[60306] in North American Network Operators' Group
Re: WANTED: ISPs with DDoS defense solutions
daemon@ATHENA.MIT.EDU (Paul Vixie)
Wed Aug 6 02:13:01 2003
From: Paul Vixie <paul@vix.com>
To: nanog@merit.edu
In-Reply-To: Message from Barney Wolff <barney@databus.com>
of "Tue, 05 Aug 2003 21:31:46 -0400."
<20030806013146.GA58554@pit.databus.com>
Date: Wed, 06 Aug 2003 06:12:26 +0000
Errors-To: owner-nanog-outgoing@merit.edu
> How would the spoofing program, or its user, be able to tell if
> it was successful? Unless I'm very confused, the definition of
> spoofing is that the return packets aren't going to come back to you.
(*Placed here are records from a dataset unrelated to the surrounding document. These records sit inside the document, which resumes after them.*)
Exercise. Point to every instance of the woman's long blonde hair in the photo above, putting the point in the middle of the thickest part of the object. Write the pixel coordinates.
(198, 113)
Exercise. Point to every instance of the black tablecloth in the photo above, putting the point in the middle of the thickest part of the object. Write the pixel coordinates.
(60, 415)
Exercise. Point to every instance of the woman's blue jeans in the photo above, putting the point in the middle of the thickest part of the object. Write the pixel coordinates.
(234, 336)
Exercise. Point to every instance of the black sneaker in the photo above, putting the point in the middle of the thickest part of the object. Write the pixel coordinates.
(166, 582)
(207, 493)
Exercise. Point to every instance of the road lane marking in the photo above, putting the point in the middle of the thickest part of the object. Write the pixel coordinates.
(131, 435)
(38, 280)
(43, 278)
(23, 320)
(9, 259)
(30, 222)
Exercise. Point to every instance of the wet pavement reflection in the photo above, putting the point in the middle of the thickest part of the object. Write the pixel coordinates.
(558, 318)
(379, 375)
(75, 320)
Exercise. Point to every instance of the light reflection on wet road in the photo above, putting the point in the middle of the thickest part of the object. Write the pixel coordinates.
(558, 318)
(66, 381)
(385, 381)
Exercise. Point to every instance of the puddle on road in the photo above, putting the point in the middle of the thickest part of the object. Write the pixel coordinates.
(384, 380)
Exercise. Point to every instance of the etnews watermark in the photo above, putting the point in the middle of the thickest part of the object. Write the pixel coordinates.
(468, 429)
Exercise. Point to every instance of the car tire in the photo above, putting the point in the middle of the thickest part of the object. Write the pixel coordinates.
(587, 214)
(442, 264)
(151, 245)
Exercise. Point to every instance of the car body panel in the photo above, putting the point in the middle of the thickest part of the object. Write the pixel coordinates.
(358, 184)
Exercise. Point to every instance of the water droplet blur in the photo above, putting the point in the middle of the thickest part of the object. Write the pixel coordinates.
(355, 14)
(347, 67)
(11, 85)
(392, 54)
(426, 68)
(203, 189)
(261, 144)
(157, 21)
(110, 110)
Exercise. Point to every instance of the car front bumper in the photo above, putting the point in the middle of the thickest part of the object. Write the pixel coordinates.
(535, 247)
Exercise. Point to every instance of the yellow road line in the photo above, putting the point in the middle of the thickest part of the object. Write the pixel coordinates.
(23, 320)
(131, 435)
the whole thing would have to take place during a tcp control session
which used d-h to scramble itself, sort of the same way ssh does. the
random address/addresses would be chosen by the server. the only info
the initiator would gain is a count of how many spoofed packets made
it in; this could be left out if we feared that bad people would profit
from being able to use this tester. (we don't, though, since they have
their own ways of knowing whether spoofing is working from a given source,
and we don't think they'd want us to know what sources they were testing.)
> I can imagine a packet format where the real source address was in the
> data, but with no authentication this would itself be subject to abuse.
> ...
> Doing this from behind a NAT would be difficult.
one hopes that a nat box would also complicate the lives of spoofers.